Military Moves, Measured: Why GAO’s Review of DOD’s Relocation Reforms Matters to Federal Contractors
The Government Accountability Office’s report, MILITARY MOVES: DOD Needs Better Information to Effectively Oversee Relocation Program Reforms (GAO-25-107771, Sept. 2025), led by Alissa H. Czyz and colleagues, is a case study in how large, complex federal service transitions can falter when capacity, performance, and cost intelligence are incomplete. For federal government contractors—prime and sub alike—the findings offer a timely blueprint for de-risking major program transitions and for aligning proposal strategies, data-sharing, and subcontractor incentives with government oversight needs.
GAO recounts DOD’s attempt to centralize the Defense Personal Property Program’s household-goods moves under the single-manager Global Household Goods Contract (GHC), awarded in 2021 and launched in limited form in 2024. Despite phased ramp-up, DOD confronted repeated missed pickups and deliveries as volume increased, culminating in the Secretary of Defense forming a PCS Joint Task Force in May 2025 and terminating the GHC in June 2025. The report’s central diagnosis is not simply “underperformance,” but the absence of sufficiently comprehensive, verifiable information about industry capacity, service delivery, and comparative costs—information that is essential to govern a nationwide logistics network that executes roughly 300,000 shipments annually.
For contractors, the capacity narrative is pivotal. GAO found that the government could not reliably validate the contractor’s claimed network capacity; the contractor reported an ability to handle roughly 200,000 shipments per year yet struggled with a fraction of that during implementation. This is a cautionary tale about the difference between nominal capacity and operationally available capacity under real-world incentive structures. GAO notes industry concerns that subcontract compensation under the GHC was less competitive than prevailing ToS rates—a price-signal problem that weakens network participation precisely when surge elasticity is needed. Contractors proposing national service transformations should expect agencies to press for auditable, periodically verified capacity evidence and should design pricing and subcontractor engagement models that can withstand comparative market tests.
Performance oversight reveals a second lesson: instrumentation gaps reduce the fidelity of KPI-driven governance. GAO observes that customer satisfaction surveys were not triggered when stages failed to occur (e.g., when pickups were never performed and tasks were reverted to the legacy channel). The result: systematic blind spots in customer experience data and reduced diagnostic power for corrective action. Contractors should anticipate more stringent, failure-aware telemetry requirements and should proactively offer instrumented workflows that capture events, non-events, and handoffs across government and contractor IT systems—especially when multiple platforms must remain synchronized for scheduling and quality assurance.

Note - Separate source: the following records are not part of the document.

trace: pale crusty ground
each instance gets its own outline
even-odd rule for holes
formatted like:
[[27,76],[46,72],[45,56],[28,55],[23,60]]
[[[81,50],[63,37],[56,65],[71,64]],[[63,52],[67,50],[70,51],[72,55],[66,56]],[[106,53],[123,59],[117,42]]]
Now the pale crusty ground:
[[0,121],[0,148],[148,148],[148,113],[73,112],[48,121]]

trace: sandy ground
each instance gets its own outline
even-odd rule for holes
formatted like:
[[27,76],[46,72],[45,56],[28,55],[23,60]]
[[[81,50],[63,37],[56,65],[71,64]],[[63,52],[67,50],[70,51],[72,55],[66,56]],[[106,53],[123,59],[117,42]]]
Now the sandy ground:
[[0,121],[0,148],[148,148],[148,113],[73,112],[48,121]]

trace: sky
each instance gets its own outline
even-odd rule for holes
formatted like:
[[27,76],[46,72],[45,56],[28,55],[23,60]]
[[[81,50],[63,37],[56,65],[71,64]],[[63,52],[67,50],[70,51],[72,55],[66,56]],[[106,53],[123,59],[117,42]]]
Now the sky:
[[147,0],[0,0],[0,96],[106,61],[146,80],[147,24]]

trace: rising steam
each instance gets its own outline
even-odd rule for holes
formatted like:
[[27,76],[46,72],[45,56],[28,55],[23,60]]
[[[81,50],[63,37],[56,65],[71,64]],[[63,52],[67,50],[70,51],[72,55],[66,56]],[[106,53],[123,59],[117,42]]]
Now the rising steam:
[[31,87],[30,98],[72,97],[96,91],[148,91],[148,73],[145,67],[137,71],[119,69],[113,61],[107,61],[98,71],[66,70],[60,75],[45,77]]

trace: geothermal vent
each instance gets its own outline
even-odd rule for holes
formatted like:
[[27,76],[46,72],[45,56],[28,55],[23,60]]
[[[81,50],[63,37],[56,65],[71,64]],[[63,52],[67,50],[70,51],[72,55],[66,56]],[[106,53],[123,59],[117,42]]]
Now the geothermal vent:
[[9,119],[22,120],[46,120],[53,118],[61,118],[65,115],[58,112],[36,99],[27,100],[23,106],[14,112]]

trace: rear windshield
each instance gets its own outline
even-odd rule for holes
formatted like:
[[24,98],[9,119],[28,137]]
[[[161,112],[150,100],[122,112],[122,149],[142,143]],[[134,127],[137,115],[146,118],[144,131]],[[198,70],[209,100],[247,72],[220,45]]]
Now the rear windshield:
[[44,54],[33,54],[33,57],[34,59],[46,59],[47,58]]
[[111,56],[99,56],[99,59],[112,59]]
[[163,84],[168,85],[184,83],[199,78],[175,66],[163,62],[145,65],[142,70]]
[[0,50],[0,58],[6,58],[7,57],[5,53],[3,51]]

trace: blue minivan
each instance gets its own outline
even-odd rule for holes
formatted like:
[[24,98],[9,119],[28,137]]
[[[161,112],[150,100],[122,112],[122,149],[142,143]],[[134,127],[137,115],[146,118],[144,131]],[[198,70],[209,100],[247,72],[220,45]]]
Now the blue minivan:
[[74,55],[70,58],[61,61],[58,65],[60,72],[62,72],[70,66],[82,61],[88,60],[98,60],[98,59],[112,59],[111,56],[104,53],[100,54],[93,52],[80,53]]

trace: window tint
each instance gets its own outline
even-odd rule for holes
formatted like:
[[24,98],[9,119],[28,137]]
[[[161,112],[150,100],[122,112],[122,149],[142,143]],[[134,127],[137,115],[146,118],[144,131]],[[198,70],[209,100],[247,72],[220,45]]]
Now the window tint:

Third, costs. GAO describes unplanned transition-IT expenses beyond initial estimates and up-front “management fees” paid on task orders that were later terminated, with the department seeking reimbursement. Beyond the immediate accounting, the finding signals a renewed push for transparent cost comparators between legacy and new models. Contractors should be prepared to supply apples-to-apples cost mappings—including accessorials, management fees, and risk premia—to help agencies evaluate whether transformation is cost-effective at scale. Expect stronger contract language on recoverability of fees when work is not performed and on the conditions for price adjustments in volatile labor and freight markets.
Finally, regulatory friction mattered. The report highlights uncertainty in applying McNamara-O’Hara Service Contract Act requirements across multi-jurisdiction moves and complex labor stacks—issues that particularly burden small movers. In future competitions, contractors that convert these ambiguities into clear compliance playbooks and scalable operating procedures will be more credible partners.
In sum, GAO’s single recommendation—that DOD obtain comprehensive information on capacity, performance, and costs going forward—is also a roadmap for industry. Winning and performing under large, reform-oriented contracts will increasingly hinge on verifiable capacity models, failure-aware performance telemetry, transparent cost frameworks, and practical compliance architectures that make the agency’s oversight job easier. For federal contractors, the message is clear: data is not paperwork—it is the product.
Disclaimer: This summary is for general information only and does not constitute legal, accounting, or procurement advice. Readers should consult the official GAO report and qualified counsel before making decisions based on these findings. Accuracy is believed reliable as of publication but not guaranteed.